On Thu, Jul 31, 2008 at 9:39 AM, Mike Godwin mgodwin@wikimedia.org wrote:
- With regard to CC-BY:
It's not a question of one license's being more restrictive than the other, exactly. It's that the Share Alike (SA) requirement, which makes the content truly copyleft, can't be added or subtracted in any straightforward way that I can see. (Note that for purposes of simplicity I am lumping together GFDL -- Wikipedia's current licensing standard -- and CC-BY-SA. Their requirements are substantively mostly the same although formally different.)
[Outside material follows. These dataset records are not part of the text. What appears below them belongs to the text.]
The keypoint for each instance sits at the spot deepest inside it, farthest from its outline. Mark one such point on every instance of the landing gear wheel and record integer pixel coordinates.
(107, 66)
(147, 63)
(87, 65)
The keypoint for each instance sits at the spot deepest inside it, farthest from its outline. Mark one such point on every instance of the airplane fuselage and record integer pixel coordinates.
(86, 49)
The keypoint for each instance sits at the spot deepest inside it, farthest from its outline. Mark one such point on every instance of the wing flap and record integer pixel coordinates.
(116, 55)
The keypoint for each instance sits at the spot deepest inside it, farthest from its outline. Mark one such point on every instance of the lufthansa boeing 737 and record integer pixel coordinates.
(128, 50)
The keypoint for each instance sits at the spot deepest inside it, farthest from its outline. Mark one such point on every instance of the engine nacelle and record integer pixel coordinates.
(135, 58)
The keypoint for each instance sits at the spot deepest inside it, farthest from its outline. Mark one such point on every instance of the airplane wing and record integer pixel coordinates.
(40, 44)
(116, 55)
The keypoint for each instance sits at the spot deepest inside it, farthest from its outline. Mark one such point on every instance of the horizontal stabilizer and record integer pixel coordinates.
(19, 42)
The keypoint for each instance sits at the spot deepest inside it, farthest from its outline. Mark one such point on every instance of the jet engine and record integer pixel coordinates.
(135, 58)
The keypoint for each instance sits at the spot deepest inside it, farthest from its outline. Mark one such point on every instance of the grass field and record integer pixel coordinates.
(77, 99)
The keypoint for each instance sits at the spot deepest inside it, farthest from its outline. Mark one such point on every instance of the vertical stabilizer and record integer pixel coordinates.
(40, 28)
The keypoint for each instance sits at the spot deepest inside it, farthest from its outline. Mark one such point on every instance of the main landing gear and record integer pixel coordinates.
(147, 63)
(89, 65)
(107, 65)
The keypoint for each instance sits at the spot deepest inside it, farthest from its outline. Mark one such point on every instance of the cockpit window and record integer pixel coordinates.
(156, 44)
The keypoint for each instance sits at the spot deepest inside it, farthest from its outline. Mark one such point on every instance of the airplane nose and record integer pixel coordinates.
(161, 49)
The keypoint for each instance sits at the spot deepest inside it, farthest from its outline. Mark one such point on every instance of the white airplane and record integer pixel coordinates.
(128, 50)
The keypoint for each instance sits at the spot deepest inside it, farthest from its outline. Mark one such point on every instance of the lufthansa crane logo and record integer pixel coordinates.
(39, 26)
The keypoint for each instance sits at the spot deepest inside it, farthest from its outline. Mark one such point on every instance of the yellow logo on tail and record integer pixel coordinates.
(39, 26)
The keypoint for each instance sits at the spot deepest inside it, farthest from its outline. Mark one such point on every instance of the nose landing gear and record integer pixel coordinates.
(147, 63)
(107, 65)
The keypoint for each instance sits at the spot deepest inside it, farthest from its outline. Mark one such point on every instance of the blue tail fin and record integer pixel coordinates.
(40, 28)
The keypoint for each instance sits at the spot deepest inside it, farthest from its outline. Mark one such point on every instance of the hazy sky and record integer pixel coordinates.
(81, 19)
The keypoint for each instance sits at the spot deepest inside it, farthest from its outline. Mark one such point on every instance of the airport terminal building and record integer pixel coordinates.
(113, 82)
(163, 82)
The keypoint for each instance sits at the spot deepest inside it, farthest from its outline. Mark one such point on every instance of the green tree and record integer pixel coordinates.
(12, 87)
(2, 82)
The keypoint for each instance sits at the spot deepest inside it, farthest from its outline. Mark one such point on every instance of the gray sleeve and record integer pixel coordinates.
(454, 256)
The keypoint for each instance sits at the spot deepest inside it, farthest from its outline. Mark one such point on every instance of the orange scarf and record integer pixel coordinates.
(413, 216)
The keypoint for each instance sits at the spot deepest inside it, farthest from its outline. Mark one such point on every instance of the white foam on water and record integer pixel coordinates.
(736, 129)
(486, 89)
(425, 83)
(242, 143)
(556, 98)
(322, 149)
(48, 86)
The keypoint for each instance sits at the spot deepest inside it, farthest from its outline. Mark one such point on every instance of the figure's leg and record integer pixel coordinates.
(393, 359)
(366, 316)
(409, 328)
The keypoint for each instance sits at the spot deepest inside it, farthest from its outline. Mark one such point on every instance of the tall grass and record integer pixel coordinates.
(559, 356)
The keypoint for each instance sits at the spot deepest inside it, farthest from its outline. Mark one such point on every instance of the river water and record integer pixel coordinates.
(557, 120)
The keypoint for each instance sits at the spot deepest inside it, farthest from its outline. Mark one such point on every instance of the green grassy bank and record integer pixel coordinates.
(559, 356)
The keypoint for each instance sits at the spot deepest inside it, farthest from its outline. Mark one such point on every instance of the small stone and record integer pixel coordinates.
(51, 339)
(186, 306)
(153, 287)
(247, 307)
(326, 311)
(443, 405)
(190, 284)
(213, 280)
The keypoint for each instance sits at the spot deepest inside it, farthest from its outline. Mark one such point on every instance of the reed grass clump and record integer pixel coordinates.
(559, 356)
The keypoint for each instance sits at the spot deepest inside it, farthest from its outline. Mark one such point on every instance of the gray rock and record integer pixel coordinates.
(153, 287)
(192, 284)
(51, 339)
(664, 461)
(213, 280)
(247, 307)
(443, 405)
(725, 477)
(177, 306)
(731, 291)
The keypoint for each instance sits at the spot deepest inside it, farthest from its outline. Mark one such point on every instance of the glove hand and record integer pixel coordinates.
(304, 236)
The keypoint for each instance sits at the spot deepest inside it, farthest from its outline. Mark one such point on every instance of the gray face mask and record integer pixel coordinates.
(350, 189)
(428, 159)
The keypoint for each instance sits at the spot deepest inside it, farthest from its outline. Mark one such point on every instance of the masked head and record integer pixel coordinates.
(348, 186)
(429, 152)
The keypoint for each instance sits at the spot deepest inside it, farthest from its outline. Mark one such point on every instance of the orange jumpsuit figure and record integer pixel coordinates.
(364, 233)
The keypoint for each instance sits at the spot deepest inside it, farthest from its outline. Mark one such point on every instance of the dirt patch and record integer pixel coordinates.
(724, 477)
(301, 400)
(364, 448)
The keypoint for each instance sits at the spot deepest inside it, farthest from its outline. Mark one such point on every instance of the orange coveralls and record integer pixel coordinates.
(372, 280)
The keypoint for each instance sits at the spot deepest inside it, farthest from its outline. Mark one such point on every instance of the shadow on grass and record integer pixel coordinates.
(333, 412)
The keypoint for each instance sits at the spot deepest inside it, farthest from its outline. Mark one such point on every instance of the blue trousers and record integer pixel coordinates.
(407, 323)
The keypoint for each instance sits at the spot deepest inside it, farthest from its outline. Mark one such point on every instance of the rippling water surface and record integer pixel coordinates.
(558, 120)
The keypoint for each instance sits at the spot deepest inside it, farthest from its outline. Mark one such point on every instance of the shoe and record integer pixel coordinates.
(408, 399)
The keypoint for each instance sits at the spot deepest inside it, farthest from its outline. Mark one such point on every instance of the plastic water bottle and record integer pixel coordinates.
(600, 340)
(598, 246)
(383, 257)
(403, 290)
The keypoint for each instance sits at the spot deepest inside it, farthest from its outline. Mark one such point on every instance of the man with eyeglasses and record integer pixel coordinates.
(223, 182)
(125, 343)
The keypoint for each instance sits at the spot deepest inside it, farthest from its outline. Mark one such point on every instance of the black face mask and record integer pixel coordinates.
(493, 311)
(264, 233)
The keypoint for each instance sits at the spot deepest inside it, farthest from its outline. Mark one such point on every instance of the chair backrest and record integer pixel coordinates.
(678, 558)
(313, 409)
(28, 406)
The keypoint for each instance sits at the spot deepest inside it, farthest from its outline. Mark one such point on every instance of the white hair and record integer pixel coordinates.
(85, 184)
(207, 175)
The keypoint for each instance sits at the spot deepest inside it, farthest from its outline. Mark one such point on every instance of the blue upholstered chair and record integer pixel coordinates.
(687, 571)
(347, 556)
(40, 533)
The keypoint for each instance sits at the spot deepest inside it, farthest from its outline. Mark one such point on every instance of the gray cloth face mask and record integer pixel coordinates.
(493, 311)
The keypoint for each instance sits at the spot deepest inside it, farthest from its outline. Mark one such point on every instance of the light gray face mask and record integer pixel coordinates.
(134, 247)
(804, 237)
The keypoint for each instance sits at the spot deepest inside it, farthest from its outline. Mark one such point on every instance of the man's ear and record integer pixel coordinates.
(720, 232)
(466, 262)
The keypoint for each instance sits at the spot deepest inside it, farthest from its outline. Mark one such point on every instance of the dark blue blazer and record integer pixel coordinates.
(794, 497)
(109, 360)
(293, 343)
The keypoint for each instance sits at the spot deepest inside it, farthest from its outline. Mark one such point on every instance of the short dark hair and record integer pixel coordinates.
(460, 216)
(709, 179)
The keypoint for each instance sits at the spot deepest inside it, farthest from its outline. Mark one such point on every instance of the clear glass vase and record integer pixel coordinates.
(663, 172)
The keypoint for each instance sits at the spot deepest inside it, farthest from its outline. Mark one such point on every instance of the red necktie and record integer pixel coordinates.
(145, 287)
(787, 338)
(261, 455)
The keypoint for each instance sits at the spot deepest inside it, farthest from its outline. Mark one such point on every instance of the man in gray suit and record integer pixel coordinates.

How could you add SA, for example, without being the original licensor, for importing to Wikipedia?
On Thu, Jul 31, 2008 at 9:39 AM, Mike Godwin mgodwin@wikimedia.org wrote:
- With regard to CC-BY:
It's not a question of one license's being more restrictive than the other, exactly. It's that the Share Alike (SA) requirement, which makes the content truly copyleft, can't be added or subtracted in any straightforward way that I can see. (Note that for purposes of simplicity I am lumping together GFDL -- Wikipedia's current licensing standard -- and CC-BY-SA. Their requirements are substantively mostly the same although formally different.)
How could you add SA, for example, without being the original licensor, for importing to Wikipedia?
The SA license would apply to the derivative work. The non-SA license would apply to the original work. You aren't "adding SA", you're creating a new work, and licensing that new work under SA.